Posted at 9:09 PM, Jul 26, 2018
and last updated 2018-07-26 21:09:55-04

INDIANAPOLIS (AP) — Hundreds of criminal justice professionals who attended a summit on Indiana’s growing opioid crisis heard a chilling 911 recording that captured the anguish resulting from the epidemic.

Marion Superior Court Judge William Nelson played the recording during Wednesday’s Opioid Summit in Indianapolis, where nearly 1,000 people listened to a woman wailing after telling a dispatcher she just found her 20-year-old son dead from an overdose.

Nelson then told the crowd that the man who died in 2009 was his stepson and that the epidemic is “a national health crisis that does not play favorites.”

“Let’s hear today how to treat substance abuse disorder, a chronic brain disease, not a crime,” Nelson said. “Maybe we can prevent one mother from making that call, in this seemingly endless battle.”

The summit is part of the state judicial branch’s pledge to help fight the state’s opioid problem. Each of Indiana’s 92 counties sent to the summit a team that includes judges, prosecutors, public defenders, chief probation officers law enforcement, child welfare workers, community leaders and medical professionals.
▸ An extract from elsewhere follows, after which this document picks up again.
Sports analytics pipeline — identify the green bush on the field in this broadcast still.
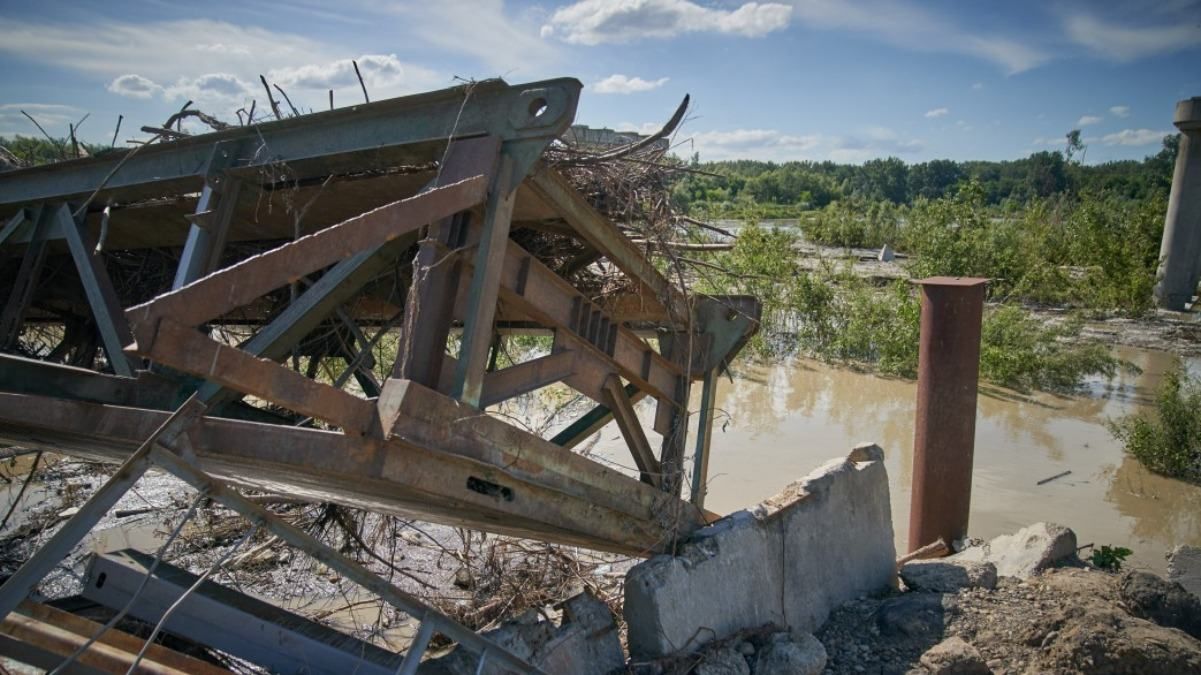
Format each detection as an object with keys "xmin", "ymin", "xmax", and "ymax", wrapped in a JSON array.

“This (summit) is a large step, I think, in that effort to make those in the state aware of the problem, and to bring them on board as best we can to help with the solutions,” said Larry Hesson, president of the Indiana Association of Counties.

About 100 people in Indiana die from drug overdoses every month, many from opioids like heroin and prescribed painkillers. Indiana has the 17th-highest rate of overdose deaths in the country but is one of the hardest states to find treatment, according to the Centers for Disease Control and Prevention.

State lawmakers in response have debated several bills during the recently concluded legislative session to reduce drug abuse and expand treatment. Gov. Eric Holcomb signed into law more than a dozen bills, some of which form mobile treatment teams and expand treatment specifically to pregnant women and mothers.